The Australian Treasury has released a consultation paper outlining a proposed market supervision fee model to recover funding for the Australian Securities and Investments Commission (ASIC) to conduct market supervisory functions related to ASX-listed securities.
Under the proposed model, the government will collect AU$62.6 million in fees from market participants and operators from January 1, 2012, to June 30, 2015. Individual market operators and participants will pay in proportion based on the number of trades and messages reported from them to the ASIC IT surveillance system. Market participants will also be charged a quarterly market supervision fee. The government considers other fee models in the paper, including basing it on the number of trades only and paying a fixed fee per transaction.
In the consultation paper, the government breaks down the AU$62.6 million into AU$28.2 million for competition and approximately $34.4 million for the transfer of supervision. For the period January 1, 2012, to June 30, 2013, the cost of supervision will be AU$26.6 million, allocated as 16.3% to market operators and 83.7% to market participants.
“The proposed fee model applies the Government’s Cost Recovery Guidelines and principles, aligns the regulatory cost drivers in determining an efficient allocation of costs across the market and has had regard to the cost recovery approaches conducted in other regulatory jurisdictions,” the paper notes. “The principles of fairness, transparency and industry competitiveness were used to assess the proposed and alternative fee models.”

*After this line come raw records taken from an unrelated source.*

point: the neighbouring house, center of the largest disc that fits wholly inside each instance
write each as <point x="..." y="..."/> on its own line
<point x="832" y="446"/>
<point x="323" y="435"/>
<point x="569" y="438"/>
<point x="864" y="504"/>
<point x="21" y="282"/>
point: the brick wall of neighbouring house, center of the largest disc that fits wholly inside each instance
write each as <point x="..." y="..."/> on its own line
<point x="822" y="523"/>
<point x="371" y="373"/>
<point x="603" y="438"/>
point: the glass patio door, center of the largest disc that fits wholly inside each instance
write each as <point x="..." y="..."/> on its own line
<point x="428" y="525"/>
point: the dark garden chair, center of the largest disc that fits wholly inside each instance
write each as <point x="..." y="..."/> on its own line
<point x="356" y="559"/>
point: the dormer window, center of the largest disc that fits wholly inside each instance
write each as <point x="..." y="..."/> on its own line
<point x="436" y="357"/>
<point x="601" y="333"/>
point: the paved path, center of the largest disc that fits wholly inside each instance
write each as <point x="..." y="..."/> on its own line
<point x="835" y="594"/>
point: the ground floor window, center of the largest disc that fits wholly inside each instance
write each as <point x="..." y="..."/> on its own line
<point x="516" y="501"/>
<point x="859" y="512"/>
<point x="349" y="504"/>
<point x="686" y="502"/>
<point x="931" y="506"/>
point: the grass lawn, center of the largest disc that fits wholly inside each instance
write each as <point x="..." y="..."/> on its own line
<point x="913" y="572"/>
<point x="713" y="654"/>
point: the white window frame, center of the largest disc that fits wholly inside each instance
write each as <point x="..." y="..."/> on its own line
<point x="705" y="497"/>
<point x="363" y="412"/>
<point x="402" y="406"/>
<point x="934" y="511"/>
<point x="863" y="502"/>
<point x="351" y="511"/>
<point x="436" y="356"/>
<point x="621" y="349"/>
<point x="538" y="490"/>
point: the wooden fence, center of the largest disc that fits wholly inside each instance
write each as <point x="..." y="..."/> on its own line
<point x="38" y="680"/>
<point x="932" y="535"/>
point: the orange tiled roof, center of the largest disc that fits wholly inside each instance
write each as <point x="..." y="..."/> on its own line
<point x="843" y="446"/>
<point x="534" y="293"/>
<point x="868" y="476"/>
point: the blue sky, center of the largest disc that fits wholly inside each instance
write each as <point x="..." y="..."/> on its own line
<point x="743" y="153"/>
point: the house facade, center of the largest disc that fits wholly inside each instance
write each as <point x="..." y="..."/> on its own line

Under the proposal, the government will raise AU$10.9 million in the second half of financial year 2012 and AU$18.9 million for financial year 2013. In comparison, the total operating costs for the current half-year to December 31, 2011, are $4.5 million. At present the cost of market supervision is dealt with through interim arrangements that were extended to December 31, 2011. The Australian Financial Markets Association (AFMA) notes that the government currently recovers AU$2.25 million from market operators and AU$2.25 million from the National Guarantee Fund and the Australian Securities Exchange Fidelity Fund.
At the moment, the ASX is the only exchange in operation – newly licensed exchange operator Chi-X Australia will commence operations in October. ASIC took over market supervisory functions in full as of this month. Previously, the ASX was the market supervisor as well as being the sole exchange. The supervisory powers were transferred to ASIC by legislation in anticipation of green-lighting Chi-X’s operations.
AFMA said they “welcome” the government’s key principles – fairness, transparency, subject to ongoing review and robust corporate governance, market neutrality, industry competiveness, international competitiveness and certainty.
“AFMA members accept that cost recovery is a government policy and are willing to pay their fair share of the costs of ASIC market supervision commensurate with the need to maintain a fair and efficient market,” the industry body said in a statement. “AFMA will give careful consideration to the impact of the higher costs and allocation models that are proposed in the consultation paper on market efficiency. We believe that the government process for establishing and reviewing recoverable costs should be subject to effective governance and accountability arrangements to ensure that such costs are reasonable and constrained over the long term.”